Careful control of the reaction stoichiometry and conditions enables the synthesis of both LiTCNQF₄ and Li₂TCNQF₄ to be achieved. Reaction of LiI with TCNQF₄, in a 4:1 molar ratio, in boiling acetonitrile yields Li₂TCNQF₄. However, deviation from this ratio or the reaction temperature gives either LiTCNQF₄ or a mixture of Li₂TCNQF₄ and LiTCNQF₄. This is the first report of the large-scale chemical synthesis of Li₂TCNQF₄. Attempts to prepare a single crystal of Li₂TCNQF₄ have been unsuccessful, although air-stable (Pr₄N)₂TCNQF₄ was obtained by mixing Pr₄NBr with Li₂TCNQF₄ in aqueous solution.
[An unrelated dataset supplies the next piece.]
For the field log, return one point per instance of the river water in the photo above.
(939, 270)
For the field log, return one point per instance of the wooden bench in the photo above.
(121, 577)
Pr₄NTCNQF₄ was also obtained by reaction of LiTCNQF₄ with Pr₄NBr in water. Li₂TCNQF₄, (Pr₄N)₂TCNQF₄, and Pr₄NTCNQF₄ have been characterized by UV–vis, FT-IR, Raman, and NMR spectroscopy, high resolution electrospray ionization mass spectrometry, and electrochemistry. The structures of single crystals of (Pr₄N)₂TCNQF₄ and Pr₄NTCNQF₄ have been determined by X-ray crystallography. These TCNQF₄^2– salts will provide useful precursors for the synthesis of derivatives of the dianions.